Avella High School’s Becca Spencer shot a 297 and McGuffey’s Haley Wilkerson posted a 295 as Frazier-Simplex avenged a season-opening loss to Dormont-Mt. Lebanon, 1,482-1,477 in a battle of Washington County teams.
Trinity High School head rifle coach John Husk and Zac Szabo each fired 297 for Frazier-Simplex (5-1), while Avella head coach Jim Mounts had a 296.
Those scores offset the league’s first 300 score of the season posted, which was posted by Dean Trew of Dormont-Mt. Lebanon (5-1).
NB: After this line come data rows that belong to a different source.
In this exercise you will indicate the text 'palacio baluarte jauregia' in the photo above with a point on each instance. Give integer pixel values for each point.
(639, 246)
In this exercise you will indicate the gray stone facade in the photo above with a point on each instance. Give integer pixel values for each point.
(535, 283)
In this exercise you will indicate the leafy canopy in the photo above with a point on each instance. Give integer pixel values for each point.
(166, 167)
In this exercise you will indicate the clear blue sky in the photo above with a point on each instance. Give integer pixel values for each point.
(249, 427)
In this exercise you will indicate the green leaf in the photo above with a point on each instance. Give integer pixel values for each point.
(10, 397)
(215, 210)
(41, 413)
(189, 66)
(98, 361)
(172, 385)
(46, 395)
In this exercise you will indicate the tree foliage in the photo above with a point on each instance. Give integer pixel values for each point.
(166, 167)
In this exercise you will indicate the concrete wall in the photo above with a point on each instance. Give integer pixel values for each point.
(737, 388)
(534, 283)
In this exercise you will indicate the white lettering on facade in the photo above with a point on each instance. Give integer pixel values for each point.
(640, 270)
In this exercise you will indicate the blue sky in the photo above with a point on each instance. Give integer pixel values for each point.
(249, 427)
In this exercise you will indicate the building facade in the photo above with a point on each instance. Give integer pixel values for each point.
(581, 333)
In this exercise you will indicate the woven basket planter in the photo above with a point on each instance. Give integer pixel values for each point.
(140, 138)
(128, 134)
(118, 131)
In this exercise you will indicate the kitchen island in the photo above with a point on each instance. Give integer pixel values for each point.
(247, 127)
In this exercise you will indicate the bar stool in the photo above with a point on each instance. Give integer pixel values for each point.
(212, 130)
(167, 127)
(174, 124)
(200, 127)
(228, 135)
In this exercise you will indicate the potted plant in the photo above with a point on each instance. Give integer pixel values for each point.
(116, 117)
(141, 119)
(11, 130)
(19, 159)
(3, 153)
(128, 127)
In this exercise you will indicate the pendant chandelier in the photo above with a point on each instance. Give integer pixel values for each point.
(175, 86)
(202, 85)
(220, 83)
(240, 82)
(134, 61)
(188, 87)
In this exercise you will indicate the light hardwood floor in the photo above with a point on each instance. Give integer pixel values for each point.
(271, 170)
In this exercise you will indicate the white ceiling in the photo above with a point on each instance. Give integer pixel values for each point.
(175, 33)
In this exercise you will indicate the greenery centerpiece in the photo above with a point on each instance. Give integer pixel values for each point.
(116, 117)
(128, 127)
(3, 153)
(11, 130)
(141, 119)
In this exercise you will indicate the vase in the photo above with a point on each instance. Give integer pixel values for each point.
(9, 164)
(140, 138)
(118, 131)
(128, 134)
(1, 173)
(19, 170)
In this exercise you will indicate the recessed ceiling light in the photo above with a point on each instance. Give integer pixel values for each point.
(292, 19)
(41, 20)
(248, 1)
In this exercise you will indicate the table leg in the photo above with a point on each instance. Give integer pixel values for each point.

Amy Smith and Matt Piatt each had 295s, while Tom Benedict had a 294 and Curtis Tanner 293.
The two will meet two more times this season and those matches would figure to be just as hotly contested.
• Former Penn State assistant football coach Mike McQuery won his lawsuit against school in regards to the Jerry Sandusky case, but he didn’t escape the long arm of the law when it came to breaking the hunting rules.
McQuery, who won $7.3 million in a defamation and misrepresentation case against Penn State, plead guilty this week to a hunting violation for baiting.
According to WJAC-TV in Johnstown, McQuery was cited by the Pennsylvania Game Commission two days after winning his award in court for using corn and other substances to attract deer to a tree stand while archery hunting in Centre County.
McQuery was assessed a fine of $200.